"We are all forced to face ourselves as less than we'd hoped to be."
Liv Ullman gives August Strindberg's most famous play respectful but not especially cinematic treatment. Miss Julie (2014) serves best as an acting showcase for its cast, especially Jessica Chastain, who relishes the chance to play a classic role.Ullman (who directed and wrote the script) relocates Strindberg's tale from 1890s Sweden to Ireland. Julie (Jessica Chastain), daughter of an Anglo-Irish count, carries on an awkward flirtation with her valet John (Colin Farrell). John initially resists her advances, until he forcefully consummates their relationship. John tries persuading Julie to elope with him, but Julie's reluctant, worrying about lack of money and damage to her social standing. John's fiancee, cook Kathleen (Samantha Morton) adds a further spanner to the works when she refuses to take Julie's mischief lying down.
The big problem with Strindberg's plays is their abject bleakness, their fin de sicle musings on human decay so exaggerated they nearly verge on parody. Works like Miss Julie and The Father relish trapping their protagonists in insoluble situations, driven mad by scheming servants and monstrous family members. Even worse if the protagonist is a woman, whom Strindberg invariably depicts as either neurotic weaklings or manipulative monsters. On his worst days, John Osborne (who once adapted Miss Julie himself) was a ray of feminist sunshine compared to Strindberg.
Ullman pares down the cast to its three leads and adds a prologue, but otherwise sticking to Strindberg's text. Julie remains a wishy-washy character, who arbitrarily evokes her noble standing to bend Jean to her whims while playing up her uncommon familiarity with commoners. How could hot-blooded John, or any mere man, resist such a creature? After bedding her, John turns tables, becoming a monstrous figure who whipsaws between affection and scorn, mocking his master's behavior: where Julie forces Kathleen to abort a dog's mixed-breed puppies, John destroys her beloved canary. Kathleen's appeals to morality and affection exacerbate the mess, trapping John and destroying Julie.
Handsomely mounted, Miss Julie nonetheless never really transcends its stage origins. Photographer Mikhail Krichman emphasizes the protagonists' isolation, with a central image of Julie and John skulking through the long, dim corridors of a wine cellar, or prowling the monochrome manor (occasionally interrupted by forested exteriors). While Ulman's direction offers splashes of poetry (a beautifully framed shot of Julie staggering down that endless corridor, a flower-on-stream finale evoking Hamlet) and a rich classical score featuring Schubert, Chopin and other standards, the movie's only intermittently cinematic, relying on the material and actors to make it sing.

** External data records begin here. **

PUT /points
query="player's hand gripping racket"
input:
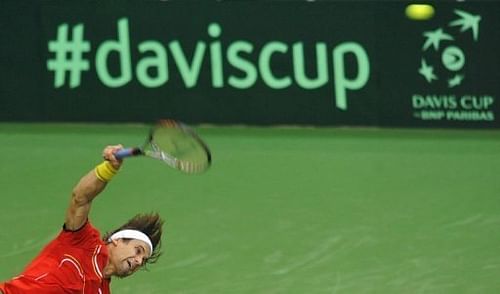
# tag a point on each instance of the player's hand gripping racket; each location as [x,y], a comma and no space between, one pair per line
[175,144]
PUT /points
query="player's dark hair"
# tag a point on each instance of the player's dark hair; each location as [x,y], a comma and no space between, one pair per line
[151,225]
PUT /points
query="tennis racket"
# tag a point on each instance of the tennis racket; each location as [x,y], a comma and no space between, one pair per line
[175,144]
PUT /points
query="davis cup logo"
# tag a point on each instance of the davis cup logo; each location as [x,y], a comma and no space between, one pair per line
[443,60]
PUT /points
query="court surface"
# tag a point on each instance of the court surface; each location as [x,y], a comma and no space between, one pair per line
[282,210]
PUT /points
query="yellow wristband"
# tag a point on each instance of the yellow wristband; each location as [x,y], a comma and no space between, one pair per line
[105,171]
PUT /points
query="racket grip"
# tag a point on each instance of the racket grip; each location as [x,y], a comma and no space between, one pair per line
[127,152]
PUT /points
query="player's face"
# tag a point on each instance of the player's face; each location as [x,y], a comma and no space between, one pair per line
[129,256]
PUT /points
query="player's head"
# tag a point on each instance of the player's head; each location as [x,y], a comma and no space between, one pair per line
[135,244]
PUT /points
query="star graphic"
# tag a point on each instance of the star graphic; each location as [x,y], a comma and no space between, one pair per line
[467,21]
[434,37]
[455,81]
[427,71]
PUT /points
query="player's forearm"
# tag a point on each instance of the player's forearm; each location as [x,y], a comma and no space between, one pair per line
[87,188]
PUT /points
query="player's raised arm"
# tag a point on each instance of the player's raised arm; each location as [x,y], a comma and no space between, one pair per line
[89,187]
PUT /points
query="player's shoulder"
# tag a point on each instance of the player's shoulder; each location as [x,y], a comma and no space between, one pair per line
[86,235]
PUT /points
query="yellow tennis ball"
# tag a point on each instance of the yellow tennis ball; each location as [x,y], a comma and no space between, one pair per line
[419,11]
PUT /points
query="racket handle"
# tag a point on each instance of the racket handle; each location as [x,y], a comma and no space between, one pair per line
[127,152]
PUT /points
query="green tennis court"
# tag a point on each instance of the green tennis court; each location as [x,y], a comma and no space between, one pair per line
[282,210]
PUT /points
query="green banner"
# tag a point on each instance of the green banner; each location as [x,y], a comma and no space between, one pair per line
[306,63]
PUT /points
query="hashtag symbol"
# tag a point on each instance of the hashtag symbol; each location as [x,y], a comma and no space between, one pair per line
[68,56]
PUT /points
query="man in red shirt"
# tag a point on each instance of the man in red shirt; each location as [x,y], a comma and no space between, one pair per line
[78,260]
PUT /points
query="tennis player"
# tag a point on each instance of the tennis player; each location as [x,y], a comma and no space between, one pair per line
[78,260]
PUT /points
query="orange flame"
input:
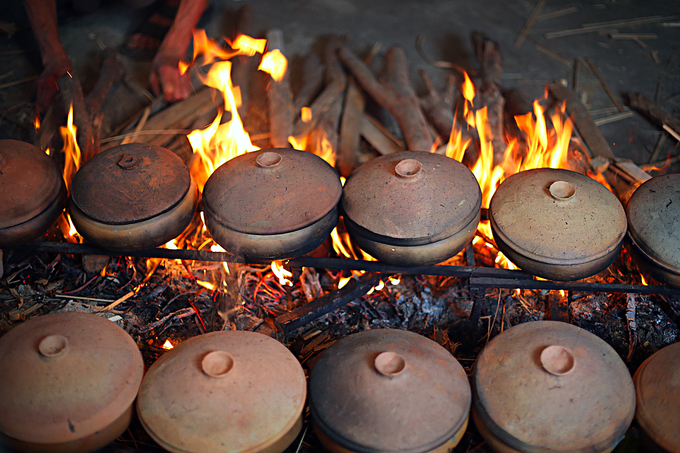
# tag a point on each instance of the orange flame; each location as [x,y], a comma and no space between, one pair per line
[274,64]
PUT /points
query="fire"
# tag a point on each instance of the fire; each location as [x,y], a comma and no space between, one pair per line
[71,149]
[275,64]
[545,147]
[282,274]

The cast does yeoman's work, with full-throated histrionics befitting a stage adaptation. Jessica Chastain works to find sympathy within Julie's hysterical contours, emphasizing her psychological scars through affected playfulness and trembling insecurity. It's an impassioned performance that makes us sympathize with a very problematic heroine. Colin Farrell acts in high fettle, bristling beneath his mistress's control than relishing his newfound power. Samantha Morton, by contrast, is amiably subdued, affecting in her despair and long-suffering incomprehension.
No doubt this writer's prejudice against Strindberg colored my view of Miss Julie: I studied his work in school and never took to his insistence that life's mad and bad and that bitches, in particular, be crazy. Praise to Liv Ullman and her cast for finding humanity within this troubled work, even if they don't overcome its limitations.